# Copies of book in Binder Allowed?



## addi (Aug 8, 2011)

On the NCEES Agreement Sheet, it states the following:

For Principles and Practice of Engineering (PE), Structural Engineering (SE) and Princi-ples and Practice of Surveying (PS) exams: These are open-book exams. Examinees must bring their own reference materials. All reference materials must be bound and remain bound during the exam. Bound refers to (1) materials permanently bound, as by stitching or glue, and (2) materials securely fastened in their covers by fasteners that penetrate all papers. Ring binders, spiral binders, plastic snap bind-ers, brads, and screw posts are acceptable fasteners. Staples are not acceptable fasteners. Writing tablets and legal pads are not allowed. Examinees may tab reference books before the exam with Post-it type notes and flags, but pads of Post-it notes and flags are not permitted in the exam room.

I just want to make sure. If I copy a book, 3 hole punch it and stick it in a binder, will they allow me to use it during the exam? Anyone who's taken the exam before, did you taken copied materials into the exam?

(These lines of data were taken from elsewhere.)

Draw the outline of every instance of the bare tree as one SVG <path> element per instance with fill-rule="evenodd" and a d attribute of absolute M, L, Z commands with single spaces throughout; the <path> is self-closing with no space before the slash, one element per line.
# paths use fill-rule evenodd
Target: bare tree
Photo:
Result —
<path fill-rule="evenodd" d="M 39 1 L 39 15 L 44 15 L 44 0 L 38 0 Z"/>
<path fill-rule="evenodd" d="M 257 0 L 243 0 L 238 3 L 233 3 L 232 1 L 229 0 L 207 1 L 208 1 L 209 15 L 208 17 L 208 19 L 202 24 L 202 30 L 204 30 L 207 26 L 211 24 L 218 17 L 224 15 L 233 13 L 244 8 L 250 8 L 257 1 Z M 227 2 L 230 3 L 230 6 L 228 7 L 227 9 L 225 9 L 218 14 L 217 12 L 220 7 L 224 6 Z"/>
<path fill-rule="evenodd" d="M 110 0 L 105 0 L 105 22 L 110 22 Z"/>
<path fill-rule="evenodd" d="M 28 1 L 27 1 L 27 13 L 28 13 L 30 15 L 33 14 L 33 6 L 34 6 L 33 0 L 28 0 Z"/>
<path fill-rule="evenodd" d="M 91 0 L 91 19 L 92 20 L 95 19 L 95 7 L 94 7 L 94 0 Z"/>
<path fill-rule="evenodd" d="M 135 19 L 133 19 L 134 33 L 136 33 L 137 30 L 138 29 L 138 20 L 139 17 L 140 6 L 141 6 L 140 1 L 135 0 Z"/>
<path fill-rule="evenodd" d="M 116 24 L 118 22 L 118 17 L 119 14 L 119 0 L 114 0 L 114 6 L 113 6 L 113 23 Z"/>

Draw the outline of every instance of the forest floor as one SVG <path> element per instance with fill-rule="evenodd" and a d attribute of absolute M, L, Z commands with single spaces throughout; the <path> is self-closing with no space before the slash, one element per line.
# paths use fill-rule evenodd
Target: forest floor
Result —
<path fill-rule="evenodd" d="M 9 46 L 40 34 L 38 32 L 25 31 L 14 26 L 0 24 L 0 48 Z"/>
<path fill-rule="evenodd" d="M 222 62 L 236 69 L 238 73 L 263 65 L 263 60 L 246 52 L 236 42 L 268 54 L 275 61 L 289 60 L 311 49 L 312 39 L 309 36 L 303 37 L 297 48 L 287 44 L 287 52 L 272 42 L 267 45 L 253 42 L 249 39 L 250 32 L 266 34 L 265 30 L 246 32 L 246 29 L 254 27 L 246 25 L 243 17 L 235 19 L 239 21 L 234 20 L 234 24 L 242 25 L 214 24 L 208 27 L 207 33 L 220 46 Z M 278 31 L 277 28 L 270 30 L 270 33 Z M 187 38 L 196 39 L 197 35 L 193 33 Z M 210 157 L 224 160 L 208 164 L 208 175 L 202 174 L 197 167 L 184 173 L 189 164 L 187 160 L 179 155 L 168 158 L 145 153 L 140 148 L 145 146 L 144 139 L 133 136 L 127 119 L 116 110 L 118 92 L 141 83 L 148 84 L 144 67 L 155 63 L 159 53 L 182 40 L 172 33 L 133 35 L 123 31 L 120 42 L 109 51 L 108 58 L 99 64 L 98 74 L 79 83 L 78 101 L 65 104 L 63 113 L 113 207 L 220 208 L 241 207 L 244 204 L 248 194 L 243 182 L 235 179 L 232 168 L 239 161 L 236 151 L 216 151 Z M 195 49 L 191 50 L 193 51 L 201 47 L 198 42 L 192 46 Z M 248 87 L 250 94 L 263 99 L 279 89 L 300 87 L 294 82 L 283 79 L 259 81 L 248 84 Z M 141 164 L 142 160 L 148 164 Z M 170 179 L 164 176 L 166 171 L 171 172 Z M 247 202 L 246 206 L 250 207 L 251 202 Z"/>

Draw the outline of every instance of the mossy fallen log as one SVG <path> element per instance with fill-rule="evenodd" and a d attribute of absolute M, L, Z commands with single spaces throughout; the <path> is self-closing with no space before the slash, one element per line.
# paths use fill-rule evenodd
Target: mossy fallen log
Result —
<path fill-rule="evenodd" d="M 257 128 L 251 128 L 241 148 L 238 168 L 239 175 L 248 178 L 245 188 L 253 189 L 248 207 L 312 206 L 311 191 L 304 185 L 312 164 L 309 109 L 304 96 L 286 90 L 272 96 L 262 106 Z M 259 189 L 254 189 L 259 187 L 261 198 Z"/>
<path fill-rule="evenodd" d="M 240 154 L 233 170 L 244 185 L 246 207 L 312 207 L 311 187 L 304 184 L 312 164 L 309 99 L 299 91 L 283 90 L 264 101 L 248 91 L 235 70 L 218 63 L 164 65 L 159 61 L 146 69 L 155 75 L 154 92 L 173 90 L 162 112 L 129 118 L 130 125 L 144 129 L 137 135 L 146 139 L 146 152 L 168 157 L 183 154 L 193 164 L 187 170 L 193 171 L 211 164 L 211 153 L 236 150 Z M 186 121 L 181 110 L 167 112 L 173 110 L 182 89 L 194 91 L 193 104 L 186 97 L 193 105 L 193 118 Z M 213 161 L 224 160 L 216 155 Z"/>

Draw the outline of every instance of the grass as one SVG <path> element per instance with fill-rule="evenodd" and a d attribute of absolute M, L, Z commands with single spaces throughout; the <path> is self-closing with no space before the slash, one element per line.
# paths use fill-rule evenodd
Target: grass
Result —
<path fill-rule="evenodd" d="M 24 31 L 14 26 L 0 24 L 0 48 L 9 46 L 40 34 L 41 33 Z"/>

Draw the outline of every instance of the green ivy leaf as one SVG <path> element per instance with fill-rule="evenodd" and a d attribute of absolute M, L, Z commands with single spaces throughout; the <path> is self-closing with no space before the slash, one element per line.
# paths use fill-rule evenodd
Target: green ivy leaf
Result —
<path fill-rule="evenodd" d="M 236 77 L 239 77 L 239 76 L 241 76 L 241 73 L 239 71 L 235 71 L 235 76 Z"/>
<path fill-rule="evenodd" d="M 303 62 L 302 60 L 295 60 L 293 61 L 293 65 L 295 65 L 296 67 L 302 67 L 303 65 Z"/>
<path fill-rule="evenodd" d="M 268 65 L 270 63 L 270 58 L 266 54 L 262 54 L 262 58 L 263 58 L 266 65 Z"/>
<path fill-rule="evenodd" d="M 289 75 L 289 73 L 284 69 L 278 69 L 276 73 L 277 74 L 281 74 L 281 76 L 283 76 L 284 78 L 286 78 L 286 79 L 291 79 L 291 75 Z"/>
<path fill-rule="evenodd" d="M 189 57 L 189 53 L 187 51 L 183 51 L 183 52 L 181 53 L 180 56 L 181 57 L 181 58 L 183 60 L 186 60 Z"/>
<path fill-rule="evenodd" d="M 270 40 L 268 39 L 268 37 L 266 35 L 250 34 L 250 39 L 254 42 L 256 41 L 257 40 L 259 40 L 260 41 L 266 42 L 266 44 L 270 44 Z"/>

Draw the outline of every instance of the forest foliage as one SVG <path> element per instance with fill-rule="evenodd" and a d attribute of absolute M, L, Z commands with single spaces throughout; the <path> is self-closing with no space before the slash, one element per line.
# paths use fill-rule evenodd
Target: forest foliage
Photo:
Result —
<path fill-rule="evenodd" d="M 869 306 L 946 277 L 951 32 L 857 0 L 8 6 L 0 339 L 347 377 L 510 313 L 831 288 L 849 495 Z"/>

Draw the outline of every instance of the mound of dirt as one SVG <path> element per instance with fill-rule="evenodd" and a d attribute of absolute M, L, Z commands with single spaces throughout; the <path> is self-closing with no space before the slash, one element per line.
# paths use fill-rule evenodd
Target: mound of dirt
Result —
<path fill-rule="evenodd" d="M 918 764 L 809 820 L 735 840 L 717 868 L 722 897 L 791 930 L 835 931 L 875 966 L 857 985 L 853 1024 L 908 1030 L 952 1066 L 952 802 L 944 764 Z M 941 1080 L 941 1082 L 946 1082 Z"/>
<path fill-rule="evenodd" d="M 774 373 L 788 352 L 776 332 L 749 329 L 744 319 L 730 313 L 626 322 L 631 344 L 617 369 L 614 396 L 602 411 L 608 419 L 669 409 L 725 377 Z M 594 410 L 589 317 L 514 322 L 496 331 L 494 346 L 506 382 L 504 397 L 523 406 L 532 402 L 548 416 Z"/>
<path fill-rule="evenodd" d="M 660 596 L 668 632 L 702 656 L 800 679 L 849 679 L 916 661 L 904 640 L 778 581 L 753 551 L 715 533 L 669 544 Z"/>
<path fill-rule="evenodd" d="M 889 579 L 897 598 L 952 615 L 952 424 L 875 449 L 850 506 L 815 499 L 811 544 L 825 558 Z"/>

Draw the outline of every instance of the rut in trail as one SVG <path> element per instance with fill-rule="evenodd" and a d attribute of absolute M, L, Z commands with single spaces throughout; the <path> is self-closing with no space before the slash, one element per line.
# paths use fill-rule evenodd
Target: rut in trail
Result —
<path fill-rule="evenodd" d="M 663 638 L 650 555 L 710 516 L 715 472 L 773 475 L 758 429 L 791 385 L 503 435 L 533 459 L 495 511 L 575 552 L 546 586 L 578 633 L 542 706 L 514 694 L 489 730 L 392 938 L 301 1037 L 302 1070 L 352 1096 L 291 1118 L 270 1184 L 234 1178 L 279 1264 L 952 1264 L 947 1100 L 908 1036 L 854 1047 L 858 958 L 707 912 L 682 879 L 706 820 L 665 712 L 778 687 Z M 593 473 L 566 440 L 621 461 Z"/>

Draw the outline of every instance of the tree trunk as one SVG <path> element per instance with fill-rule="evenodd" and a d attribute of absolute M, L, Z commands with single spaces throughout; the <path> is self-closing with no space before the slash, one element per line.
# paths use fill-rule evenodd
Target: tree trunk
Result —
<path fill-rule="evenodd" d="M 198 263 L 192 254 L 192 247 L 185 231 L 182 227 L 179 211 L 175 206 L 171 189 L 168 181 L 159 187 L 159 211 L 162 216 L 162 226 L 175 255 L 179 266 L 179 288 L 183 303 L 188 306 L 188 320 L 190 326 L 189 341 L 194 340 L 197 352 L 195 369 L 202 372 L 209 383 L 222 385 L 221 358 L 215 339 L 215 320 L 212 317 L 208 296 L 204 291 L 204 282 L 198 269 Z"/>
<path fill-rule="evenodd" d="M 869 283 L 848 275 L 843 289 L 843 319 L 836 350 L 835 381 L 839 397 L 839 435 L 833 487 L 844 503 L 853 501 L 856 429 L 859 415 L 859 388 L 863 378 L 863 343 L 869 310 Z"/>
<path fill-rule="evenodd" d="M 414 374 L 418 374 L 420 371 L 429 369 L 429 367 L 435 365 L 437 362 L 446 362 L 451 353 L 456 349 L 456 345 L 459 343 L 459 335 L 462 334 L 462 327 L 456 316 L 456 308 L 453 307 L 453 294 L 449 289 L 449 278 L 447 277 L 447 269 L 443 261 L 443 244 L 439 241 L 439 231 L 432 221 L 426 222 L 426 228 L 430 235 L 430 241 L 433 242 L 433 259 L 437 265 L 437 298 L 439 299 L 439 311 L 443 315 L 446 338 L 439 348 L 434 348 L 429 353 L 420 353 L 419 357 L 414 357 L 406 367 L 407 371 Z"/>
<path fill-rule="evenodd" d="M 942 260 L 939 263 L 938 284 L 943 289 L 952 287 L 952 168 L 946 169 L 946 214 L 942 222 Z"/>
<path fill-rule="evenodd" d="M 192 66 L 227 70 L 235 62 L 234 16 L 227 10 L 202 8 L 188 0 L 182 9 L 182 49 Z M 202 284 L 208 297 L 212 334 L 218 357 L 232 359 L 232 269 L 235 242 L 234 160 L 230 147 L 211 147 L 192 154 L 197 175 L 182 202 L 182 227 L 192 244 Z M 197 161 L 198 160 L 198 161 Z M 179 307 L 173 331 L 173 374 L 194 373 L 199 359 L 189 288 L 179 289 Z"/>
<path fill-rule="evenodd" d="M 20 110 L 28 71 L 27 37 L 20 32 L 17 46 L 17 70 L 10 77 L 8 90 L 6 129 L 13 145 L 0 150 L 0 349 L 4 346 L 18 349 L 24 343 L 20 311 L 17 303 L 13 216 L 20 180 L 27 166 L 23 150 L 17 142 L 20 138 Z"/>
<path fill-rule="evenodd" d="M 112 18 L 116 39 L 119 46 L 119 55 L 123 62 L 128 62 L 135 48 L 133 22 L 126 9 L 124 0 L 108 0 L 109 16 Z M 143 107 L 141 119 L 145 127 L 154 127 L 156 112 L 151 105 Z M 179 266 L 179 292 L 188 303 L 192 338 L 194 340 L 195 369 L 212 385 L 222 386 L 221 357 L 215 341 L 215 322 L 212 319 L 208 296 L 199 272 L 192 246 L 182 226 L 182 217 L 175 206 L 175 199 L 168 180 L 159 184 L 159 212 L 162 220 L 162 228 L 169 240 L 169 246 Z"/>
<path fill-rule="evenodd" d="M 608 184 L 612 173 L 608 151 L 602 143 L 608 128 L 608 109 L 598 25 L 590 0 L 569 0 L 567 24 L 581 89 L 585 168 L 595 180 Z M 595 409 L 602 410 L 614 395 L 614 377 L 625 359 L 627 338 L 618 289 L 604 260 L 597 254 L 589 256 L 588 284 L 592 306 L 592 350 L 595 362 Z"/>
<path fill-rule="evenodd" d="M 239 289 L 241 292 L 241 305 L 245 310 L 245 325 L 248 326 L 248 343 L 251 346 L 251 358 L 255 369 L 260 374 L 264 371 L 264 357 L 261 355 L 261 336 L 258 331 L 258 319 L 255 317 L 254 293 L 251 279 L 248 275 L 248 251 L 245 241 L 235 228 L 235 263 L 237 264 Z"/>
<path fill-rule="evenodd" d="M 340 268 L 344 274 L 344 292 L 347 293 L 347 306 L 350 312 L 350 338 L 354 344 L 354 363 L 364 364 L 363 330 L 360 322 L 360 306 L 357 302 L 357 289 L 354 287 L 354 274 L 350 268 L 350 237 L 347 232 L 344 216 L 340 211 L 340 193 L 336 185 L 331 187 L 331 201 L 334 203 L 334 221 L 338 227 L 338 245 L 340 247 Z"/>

If this has been asked before, I apologize for asking again. I was not able to find a thread on this topic. Thanks


----------



## EAZY (Aug 9, 2011)

addi said:


> On the NCEES Agreement Sheet, it states the following:
> For Principles and Practice of Engineering (PE), Structural Engineering (SE) and Princi-ples and Practice of Surveying (PS) exams: These are open-book exams. Examinees must bring their own reference materials. All reference materials must be bound and remain bound during the exam. Bound refers to (1) materials permanently bound, as by stitching or glue, and (2) materials securely fastened in their covers by fasteners that penetrate all papers. Ring binders, spiral binders, plastic snap bind-ers, brads, and screw posts are acceptable fasteners. Staples are not acceptable fasteners. Writing tablets and legal pads are not allowed. Examinees may tab reference books before the exam with Post-it type notes and flags, but pads of Post-it notes and flags are not permitted in the exam room.
> 
> I just want to make sure. If I copy a book, 3 hole punch it and stick it in a binder, will they allow me to use it during the exam? Anyone who's taken the exam before, did you taken copied materials into the exam?
> ...


From reading other threads I think it may depend on the state you take the exam in. I took it in WA and had my CERM practice problems in a 3-ring binder because the original book was falling apart on me.


----------



## Peele1 (Aug 9, 2011)

It appears that only in Illinois would this not be allowed.


----------



## Jacob_PE (Aug 9, 2011)

addi said:


> On the NCEES Agreement Sheet, it states the following:
> For Principles and Practice of Engineering (PE), Structural Engineering (SE) and Princi-ples and Practice of Surveying (PS) exams: These are open-book exams. Examinees must bring their own reference materials. All reference materials must be bound and remain bound during the exam. Bound refers to (1) materials permanently bound, as by stitching or glue, and (2) materials securely fastened in their covers by fasteners that penetrate all papers. Ring binders, spiral binders, plastic snap bind-ers, brads, and screw posts are acceptable fasteners. Staples are not acceptable fasteners. Writing tablets and legal pads are not allowed. Examinees may tab reference books before the exam with Post-it type notes and flags, but pads of Post-it notes and flags are not permitted in the exam room.
> 
> I just want to make sure. If I copy a book, 3 hole punch it and stick it in a binder, will they allow me to use it during the exam? Anyone who's taken the exam before, did you taken copied materials into the exam?
> ...


I've been thinking of asking this, thanks for beating me to it.


----------



## ptatohed (Aug 9, 2011)

In CA I have brought in 3-ring bound photocopied material once for the Survey (passed 1st time), twice for the 8-hour (passed 2nd time) and coming this Oct will be three times for the Seismic (I will pass this time!). Not once has a proctor said anything to me.


----------



## addi (Aug 9, 2011)

Going to take it in NY


----------



## Guest (Aug 9, 2011)

I did this for most of my materials that I brought into the exam - created my own 3-ring binders by subject matter. I was never questioned (Florida).

JR


----------